In this paper, we take one step further with the aid of 3-DOF gyroscope measurements indicating the angular velocity to effectively solve the rolling shutter relative pose (RSRP) problem. The angular velocity measurements can be exploited for general situations, e.g. a hand-held rolling shutter camera undergoing arbitrary motion. Moreover, the angular velocity measurements directly provide the information about instantaneous motion that causes rolling shutter distortion. From this perspective, it would be also possible to use gravity measurements along with the angular velocity measurements since most of off-the-shelf IMUs provide those measurements together. However, we do not use the gravity measurements because the gravity measurements tend to be very noisy as pointed out in [3], and we solve the RSRP problem with only the angular velocity measurements. In addition, unlike [6], our work is based on the angular model for rolling shutter camera geometry assuming that instantaneous linear velocities are zero because hand-held camera motion does not contain high linear velocity causing severe distortion in general. It not only simplifies the problem further but also improves the numerical stability on translation estimation. Then, we find the minimal solution for the simplified problems by using the Grobner basis polynomial equation solver. Note that the proposed algorithms require only five corresponding points for the RSRP problem as the five-point algorithm [27] for global shutter cameras. In addition, we propose a nonlinear refinement scheme for the estimates obtained from the proposed closed-form method. The experiments on synthetic and real data show the superiority of the proposed method. We further analyze the performance of the proposed algorithms under various instantaneous motions and noises. The real and the synthetic data experiments with non-zero linear velocities substantiate that the proposed methods are effective even under the non-zero linear velocities although we do not consider the linear velocity in our rolling shutter geometry.

2 Related Work

The rolling shutter camera was addressed in the Perspective-n-Point (PnP) problem to estimate the camera pose with given 2D projections corresponding to 3D point clouds. Ait-Aider et al[1] proposed to estimate the pose and the speed of fast-moving objects in a single image with a given 2D-3D matching, and proposed nonlinear and linear models for non-planar and planar objects. Magerand et al[25] extended this study by suggesting a polynomial uniform rolling shutter geometry model and solved the problem through the constrained global optimization. Albl et al[2] proposed a new method to estimate the camera pose with 6 points based on the double linearized rolling shutter camera model.

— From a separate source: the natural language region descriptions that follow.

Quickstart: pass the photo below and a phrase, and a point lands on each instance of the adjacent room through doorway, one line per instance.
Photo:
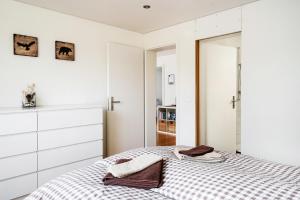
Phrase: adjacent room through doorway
(166, 97)
(220, 93)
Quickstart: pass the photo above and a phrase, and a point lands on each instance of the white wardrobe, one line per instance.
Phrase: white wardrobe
(37, 145)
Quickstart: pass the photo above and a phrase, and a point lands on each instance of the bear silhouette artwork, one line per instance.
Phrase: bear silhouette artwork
(25, 45)
(64, 51)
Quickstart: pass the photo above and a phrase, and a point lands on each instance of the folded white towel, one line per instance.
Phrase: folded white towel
(135, 165)
(179, 155)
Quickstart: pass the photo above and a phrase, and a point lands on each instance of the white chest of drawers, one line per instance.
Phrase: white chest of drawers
(40, 144)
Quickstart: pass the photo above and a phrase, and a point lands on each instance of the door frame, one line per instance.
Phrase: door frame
(199, 136)
(150, 93)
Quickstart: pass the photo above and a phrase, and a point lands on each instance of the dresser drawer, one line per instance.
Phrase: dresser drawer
(17, 187)
(65, 155)
(18, 123)
(68, 136)
(69, 118)
(18, 144)
(18, 165)
(47, 175)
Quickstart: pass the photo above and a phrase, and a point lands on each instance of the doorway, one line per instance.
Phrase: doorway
(160, 96)
(166, 97)
(125, 115)
(219, 92)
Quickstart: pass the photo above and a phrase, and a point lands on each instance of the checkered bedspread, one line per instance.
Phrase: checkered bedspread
(239, 177)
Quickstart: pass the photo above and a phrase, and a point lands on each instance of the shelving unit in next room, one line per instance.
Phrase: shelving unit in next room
(166, 125)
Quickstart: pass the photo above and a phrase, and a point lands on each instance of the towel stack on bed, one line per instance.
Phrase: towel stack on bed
(141, 172)
(201, 153)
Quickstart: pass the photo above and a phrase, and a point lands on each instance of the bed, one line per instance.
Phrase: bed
(239, 177)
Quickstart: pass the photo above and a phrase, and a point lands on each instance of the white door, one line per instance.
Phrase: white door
(125, 117)
(220, 64)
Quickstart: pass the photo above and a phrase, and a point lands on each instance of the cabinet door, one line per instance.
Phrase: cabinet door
(18, 144)
(18, 123)
(18, 165)
(69, 118)
(17, 187)
(65, 155)
(49, 174)
(69, 136)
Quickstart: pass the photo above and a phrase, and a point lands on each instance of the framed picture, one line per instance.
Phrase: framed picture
(25, 45)
(171, 79)
(64, 51)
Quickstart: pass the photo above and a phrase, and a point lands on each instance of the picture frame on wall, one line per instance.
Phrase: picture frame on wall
(171, 79)
(64, 51)
(25, 45)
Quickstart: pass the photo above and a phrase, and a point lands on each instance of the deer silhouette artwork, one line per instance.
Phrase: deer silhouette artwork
(26, 45)
(64, 51)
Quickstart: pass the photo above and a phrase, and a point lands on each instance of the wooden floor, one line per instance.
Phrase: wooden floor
(165, 140)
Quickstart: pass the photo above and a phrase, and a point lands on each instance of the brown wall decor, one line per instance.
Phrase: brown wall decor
(25, 45)
(64, 51)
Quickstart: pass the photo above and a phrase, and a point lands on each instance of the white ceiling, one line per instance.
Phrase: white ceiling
(129, 14)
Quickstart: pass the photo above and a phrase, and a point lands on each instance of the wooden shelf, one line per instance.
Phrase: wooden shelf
(166, 133)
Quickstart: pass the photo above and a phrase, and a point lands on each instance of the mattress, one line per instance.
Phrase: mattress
(239, 177)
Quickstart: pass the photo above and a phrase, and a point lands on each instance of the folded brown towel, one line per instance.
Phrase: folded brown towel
(151, 177)
(197, 151)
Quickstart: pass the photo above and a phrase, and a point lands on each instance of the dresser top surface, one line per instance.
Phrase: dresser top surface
(8, 110)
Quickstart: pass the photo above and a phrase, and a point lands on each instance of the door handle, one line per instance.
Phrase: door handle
(111, 103)
(233, 102)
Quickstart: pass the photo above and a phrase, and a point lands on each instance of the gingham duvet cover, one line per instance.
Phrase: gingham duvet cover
(240, 177)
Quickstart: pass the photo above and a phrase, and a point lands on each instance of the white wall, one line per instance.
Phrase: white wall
(271, 80)
(167, 60)
(58, 82)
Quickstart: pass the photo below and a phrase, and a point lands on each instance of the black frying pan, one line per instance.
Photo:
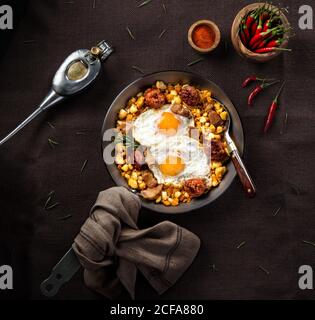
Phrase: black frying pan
(201, 83)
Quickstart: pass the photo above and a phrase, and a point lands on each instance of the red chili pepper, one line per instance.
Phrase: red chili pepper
(272, 110)
(254, 25)
(271, 49)
(260, 44)
(251, 79)
(262, 35)
(275, 43)
(250, 19)
(254, 28)
(259, 27)
(243, 37)
(267, 25)
(257, 90)
(246, 33)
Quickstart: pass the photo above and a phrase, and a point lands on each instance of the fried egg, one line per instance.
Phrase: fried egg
(155, 125)
(178, 159)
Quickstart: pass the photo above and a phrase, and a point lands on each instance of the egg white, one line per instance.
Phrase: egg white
(197, 164)
(146, 131)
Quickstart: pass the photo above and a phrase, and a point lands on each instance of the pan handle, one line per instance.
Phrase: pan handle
(63, 272)
(246, 180)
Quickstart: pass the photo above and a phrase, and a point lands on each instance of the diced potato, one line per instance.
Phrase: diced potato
(119, 159)
(212, 128)
(223, 115)
(125, 168)
(219, 129)
(215, 164)
(122, 114)
(164, 195)
(161, 85)
(134, 175)
(139, 103)
(219, 172)
(177, 100)
(177, 194)
(133, 109)
(142, 185)
(129, 117)
(202, 120)
(217, 106)
(133, 183)
(159, 199)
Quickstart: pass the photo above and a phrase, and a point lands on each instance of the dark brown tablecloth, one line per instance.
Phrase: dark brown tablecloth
(282, 165)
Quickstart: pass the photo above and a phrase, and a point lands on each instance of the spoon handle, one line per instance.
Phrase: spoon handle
(243, 174)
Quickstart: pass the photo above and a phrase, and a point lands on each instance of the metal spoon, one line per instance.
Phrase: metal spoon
(76, 73)
(239, 165)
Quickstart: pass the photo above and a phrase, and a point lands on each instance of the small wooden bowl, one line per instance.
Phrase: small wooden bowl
(238, 44)
(215, 29)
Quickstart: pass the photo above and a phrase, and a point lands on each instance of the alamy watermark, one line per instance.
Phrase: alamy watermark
(6, 278)
(306, 278)
(306, 17)
(6, 17)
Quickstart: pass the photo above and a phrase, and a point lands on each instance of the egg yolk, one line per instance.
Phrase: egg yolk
(172, 166)
(168, 124)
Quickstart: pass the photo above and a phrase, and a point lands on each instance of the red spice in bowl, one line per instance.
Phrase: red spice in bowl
(204, 36)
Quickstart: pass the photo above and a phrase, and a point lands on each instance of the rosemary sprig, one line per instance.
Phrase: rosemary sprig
(144, 3)
(241, 245)
(264, 270)
(53, 143)
(214, 268)
(285, 121)
(51, 193)
(80, 133)
(194, 62)
(164, 8)
(51, 125)
(130, 33)
(277, 211)
(48, 201)
(65, 217)
(83, 166)
(29, 41)
(309, 242)
(52, 206)
(127, 141)
(138, 69)
(162, 33)
(296, 190)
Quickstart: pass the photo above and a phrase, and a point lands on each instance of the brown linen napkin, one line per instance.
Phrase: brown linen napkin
(111, 247)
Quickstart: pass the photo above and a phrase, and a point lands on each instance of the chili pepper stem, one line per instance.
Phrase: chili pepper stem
(268, 84)
(279, 92)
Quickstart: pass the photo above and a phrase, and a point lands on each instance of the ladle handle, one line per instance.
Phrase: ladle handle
(243, 174)
(21, 126)
(50, 100)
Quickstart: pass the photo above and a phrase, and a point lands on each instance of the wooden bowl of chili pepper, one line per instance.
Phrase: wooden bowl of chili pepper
(260, 32)
(204, 36)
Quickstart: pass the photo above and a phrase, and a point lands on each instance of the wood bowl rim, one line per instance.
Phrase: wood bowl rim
(213, 26)
(237, 41)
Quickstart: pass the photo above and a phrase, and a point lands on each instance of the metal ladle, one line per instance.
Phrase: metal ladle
(246, 180)
(75, 74)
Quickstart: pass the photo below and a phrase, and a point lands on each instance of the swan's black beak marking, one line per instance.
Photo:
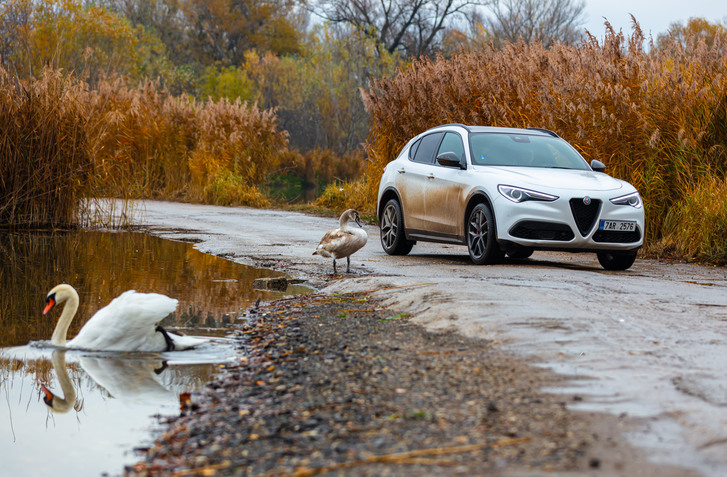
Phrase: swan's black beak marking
(50, 302)
(48, 396)
(167, 338)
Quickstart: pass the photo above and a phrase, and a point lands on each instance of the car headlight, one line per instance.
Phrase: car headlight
(518, 194)
(633, 199)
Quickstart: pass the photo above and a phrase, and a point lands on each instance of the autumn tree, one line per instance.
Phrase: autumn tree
(317, 94)
(412, 27)
(87, 40)
(205, 32)
(695, 28)
(545, 21)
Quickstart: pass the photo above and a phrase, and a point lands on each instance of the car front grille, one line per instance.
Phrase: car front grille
(534, 230)
(603, 236)
(585, 214)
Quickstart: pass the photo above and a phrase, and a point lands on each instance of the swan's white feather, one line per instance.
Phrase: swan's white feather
(128, 323)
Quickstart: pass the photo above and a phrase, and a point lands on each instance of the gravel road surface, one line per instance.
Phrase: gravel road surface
(646, 345)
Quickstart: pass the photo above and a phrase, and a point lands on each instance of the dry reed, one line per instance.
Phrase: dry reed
(45, 160)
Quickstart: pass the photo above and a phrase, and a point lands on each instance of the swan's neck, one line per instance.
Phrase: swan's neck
(69, 311)
(345, 225)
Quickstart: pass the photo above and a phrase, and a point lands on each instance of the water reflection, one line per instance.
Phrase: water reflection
(102, 402)
(101, 266)
(63, 404)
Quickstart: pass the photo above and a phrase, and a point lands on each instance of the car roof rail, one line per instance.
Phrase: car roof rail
(546, 131)
(454, 124)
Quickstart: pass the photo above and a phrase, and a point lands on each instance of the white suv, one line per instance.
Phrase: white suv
(506, 191)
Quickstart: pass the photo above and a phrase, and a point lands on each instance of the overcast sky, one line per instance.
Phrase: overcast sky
(653, 16)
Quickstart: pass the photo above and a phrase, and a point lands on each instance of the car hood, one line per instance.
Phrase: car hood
(545, 178)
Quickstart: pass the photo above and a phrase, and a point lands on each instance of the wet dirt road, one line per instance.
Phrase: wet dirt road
(647, 344)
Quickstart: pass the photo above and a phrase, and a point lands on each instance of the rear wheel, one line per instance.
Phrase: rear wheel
(393, 240)
(616, 260)
(481, 243)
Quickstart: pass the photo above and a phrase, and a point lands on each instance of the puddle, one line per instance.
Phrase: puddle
(105, 403)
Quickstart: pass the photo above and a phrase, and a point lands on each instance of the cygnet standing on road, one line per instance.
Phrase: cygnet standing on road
(343, 241)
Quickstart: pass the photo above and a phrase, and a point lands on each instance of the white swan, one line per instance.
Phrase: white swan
(128, 323)
(343, 241)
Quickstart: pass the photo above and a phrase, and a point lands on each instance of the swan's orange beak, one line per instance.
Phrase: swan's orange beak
(48, 398)
(50, 303)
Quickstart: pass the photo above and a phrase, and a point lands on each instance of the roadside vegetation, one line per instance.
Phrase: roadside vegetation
(212, 102)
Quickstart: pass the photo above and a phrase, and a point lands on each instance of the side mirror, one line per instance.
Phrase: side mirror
(450, 159)
(598, 166)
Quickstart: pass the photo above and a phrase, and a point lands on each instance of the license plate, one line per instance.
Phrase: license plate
(617, 226)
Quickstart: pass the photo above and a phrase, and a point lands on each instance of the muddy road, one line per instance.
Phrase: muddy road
(647, 344)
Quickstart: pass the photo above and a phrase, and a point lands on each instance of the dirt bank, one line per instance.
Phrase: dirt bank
(336, 383)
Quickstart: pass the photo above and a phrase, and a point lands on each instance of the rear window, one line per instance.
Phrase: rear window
(524, 150)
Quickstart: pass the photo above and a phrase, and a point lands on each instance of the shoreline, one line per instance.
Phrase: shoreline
(617, 340)
(339, 383)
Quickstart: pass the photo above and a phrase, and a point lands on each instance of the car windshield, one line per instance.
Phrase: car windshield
(524, 150)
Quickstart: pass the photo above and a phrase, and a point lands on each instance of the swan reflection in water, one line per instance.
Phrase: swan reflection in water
(68, 401)
(130, 380)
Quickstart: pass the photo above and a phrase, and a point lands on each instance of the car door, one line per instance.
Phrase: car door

Besides, SfM and SLAM based on a monocular rolling shutter camera have been intensively studied taking into account the rolling shutter effects. Klein and Murray [19] used the constant velocity model in the SLAM framework to predict and correct the rolling shutter distortion occurring in the next frame. Hedborg et al[14, 13] applied the rolling shutter camera projection model to the non-linear optimization step of SfM, i.e. bundle adjustment. Their key idea is to exploit temporal continuity of the camera motion on the video input to deal with the rolling shutter distortion. Saurer et al[30] also considered the rolling shutter distortion in dense 3D reconstruction and they also proposed a minimal solution for absolute pose estimation problem of rolling shutter cameras [31]. Albl et al[4] analyzed the degeneracy of the rolling shutter SfM and suggested how to avoid the degeneracy when shooting videos. Recently, Ito and Okatani [15] derived the degeneracy of rolling shutter SfM as the general expression through a self-calibration-based approach. Zhuang et al[32] proposed a constant acceleration model for relative pose estimation and image rectification in two consecutive images.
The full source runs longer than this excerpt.